Clothing arises to serve object-level purposes: warmth from cold, shelter from sun. But soon it gives rise in turn to fashion: equally tactical, but suited for the social, rather than literal, landscape. (For a social being, both are essential to survival.) Because the garments, the choices of paint pigment, the geometric patterns and metal hanging from the ears, reflected both the wealth of the individual and his affiliation to group, they became sources of information for recipients, on-lookers: ways of deducing whole from part, of grokking a person. As social reality devours the physical—in Baudrillard’s terms, simulacra—thus fashion devours its mother.

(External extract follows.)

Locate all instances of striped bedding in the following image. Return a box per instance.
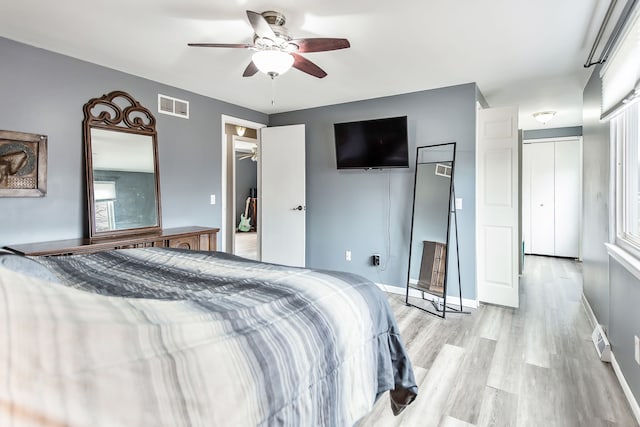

In the Upper-Middle Paleolithic Transition, human societies and economies grow increasingly complex. Trade deals and diplomacy are performed among credible spokesmen, and social hierarchies need preservation across interactions between strangers. Fashion enters as a technology for maintaining and navigating the social graph. “By the production of symbolic artefacts that signified different social groups and kinds of relationships, Aurignacian people were able to maintain wider networks that could exist even between people who had never set eyes on each other,” giving them a competitive advantage. The practice spreads through the law of cultural evolution: “The surface of the body… becomes the symbolic stage upon which the drama of socialisation is enacted, and body adornment… becomes the language through which it was expressed.”[5] We have entered the second stage of simulacra. The territory has a map, and there are parties interested in manipulating it.

*

Or consider the butterfly. A “protected” species (poisonous, inedible, etc) gains a survival advantage through honest signaling of this protection. An honest signal is a Pareto improvement—a win-win. The butterfly does not wish to be eaten; the predator does not wish to eat a toxic insect. How does it evolve this protection?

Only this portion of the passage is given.